Карин закрыла глаза и пошатнулась.
— Это значит, что теперь она уснет, — сказал даннеман, поддерживая ее. — Я усажу ее здесь, она тотчас же должна уснуть, где бы ни находилась.
— Нет, нет, — сказала Маргарита, — отведем ее в другую комнату, где стоит большой диван. Бедная женщина, она вконец измучена и горит как в лихорадке. Идемте.
— Но что она делала наверху? — спросил Гёфле майора, возвращаясь к лестнице в то время, как девушки провожали семейство даннемана в караульню. — Никто не разубедит меня в том, что в этой комнате, столь тщательно замурованной Стенсоном, кроется тайна еще более важная, доказательство еще более веское, чем воспоминания Карин и исповедь Стенсона. Послушайте, Христиан, надо бы… Да где же вы?
— Неужели успел вернуться наверх? — спросил майор, быстро поднимаясь по деревянной лестнице.

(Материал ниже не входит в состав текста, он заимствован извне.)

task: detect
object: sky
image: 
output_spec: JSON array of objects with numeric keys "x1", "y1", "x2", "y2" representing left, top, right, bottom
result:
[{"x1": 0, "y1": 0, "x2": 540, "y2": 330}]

— Проклятие! — вскричал Гёфле, поднявшийся с ним вместе. — Ушел! Выскользнул через пролом, как ящерица! Да никак это он бежит по краю стены! Христиан!
— Ни слова, — сказал майор. — Он идет над пропастью! Не трогайте его… Вот он скрылся из глаз, вошел в туман. Я бы хотел пойти за ним, но я плотнее его, мне здесь не пролезть.
— Слушайте, — перебил его Гёфле. — Он спрыгнул со стены! Вот он что-то говорит! Слушайте!
Послышался голос Христиана, говоривший солдатам:
— Это я! Это я! Майор послал меня в замок!
— Ах, безумец! Ах, храбрый мальчик! — воскликнул Гёфле. — Ничьих советов не слушает! Помчался один против всех на поиски Стенсона!
Действительно, Христиан пролетел, подобно ночной птице, по выражению даннемана, сквозь щель в старой стене. Имя Стенсона, произнесенное Карин, жгло ему сердце.
«Пусть он порадуется перед своей кончиной!» — таковы были последние слова, которые она вымолвила в пророческом сне.
Неужели Стенсону и впрямь суждено умереть под ударами палачей, или же в этих горестных словах таился жестокий обман, какими подчас тешит нас надежда?
Христиан чувствовал, что осторожность майора сковывает и парализует его силы. Назревала неизбежная ссора, и Христиан, отлично зная, как опасен путь через пролом, все же предпочел бросить вызов страшной бездне, нежели лучшему из друзей, ниспосланных ему провидением. К тому же он видел в свое время этот второй выход только издалека и был тогда слишком озабочен, чтобы его разглядеть. Туман редел медленно, и все кругом тонуло в мутной дымке, но ведь Карин-то удалось здесь пройти!